The available general permits are extremely specific, and the activities permitted are confined to what is expressly permitted by the permit. Businesses wishing to apply for or make use of a permit are recommended to seek legal advice.
What should you do?
Australia’s Sanction Regime is agile and amendments in response to global geopolitical events can be swift. The Senate Foreign Affairs, Defence and Trade Reference Committee has recommended that Australia move even more quickly to implement sanctions and align with its allies.
It is therefore important to have robust sanctions compliance protocols in place both:
- to prevent any potential sanctions breach; and also
- to establish that reasonable precautions were taken for the purpose of the due diligence defence should a breach occur.

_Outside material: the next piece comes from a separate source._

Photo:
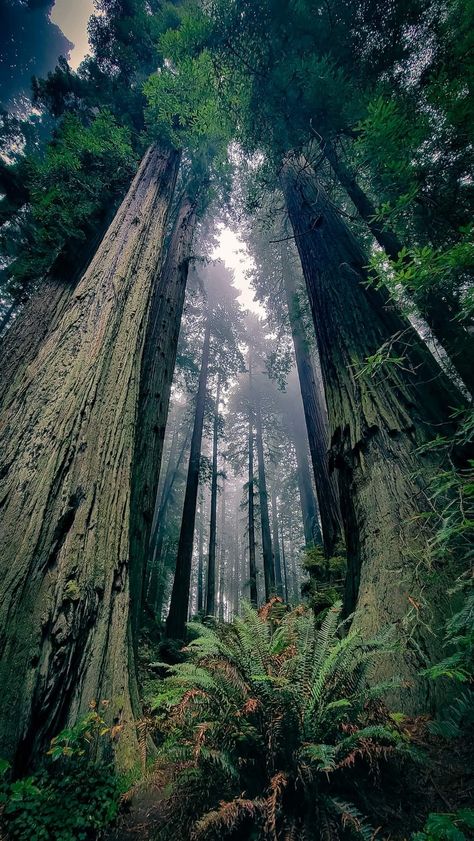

Hall & Wilcox recommend a protocol that provides for:
- regular review of the Department of Foreign Affairs Sanctions webpage to understand the extent of Australia’s Sanctions Regime and identify whether and how it may impact you;
- if you are dealing with any of the following countries or individuals or entities in those countries review the sanctions regime for that country:

- a notification process for any person to follow should they become aware of a potential sanctions risk. For example, a specified person within the company who should be notified, and a protocol that person must follow including further notification to company executives.
- regular review of the consolidated list against contracting entities, all parent companies in the organisation structure, and any shareholding individuals both at the time of contracting, and throughout the life of the contract.
- review of all existing contracts for sanctions clauses to ensure that the risk of breach of contract is minimised, including insurance policies;
- review of cancellation and force majeure provisions in existing contracts;
- conducting due diligence to understand exactly how products and services are being used, for what purpose, by who, and for whose benefit;
- reviewing the use of offshore clearing processes, particularly in jurisdictions that may impose different sanctions causing delay in payment;
- thorough due diligence processes for sanctions risk review when entering into a new contract.
Note that it is not sufficient for a sanctions due diligence protocol to exist, but it must also be implemented and used; this may involve employee education to identify risks and what to do if a risk is identified.
The best way to ensure that you or your company do not inadvertently breach the Australian Autonomous Sanctions Laws is to have a good understanding of the law in this area and the scope of your operations, failing which to seek legal advice on your business operations and sanctions risks.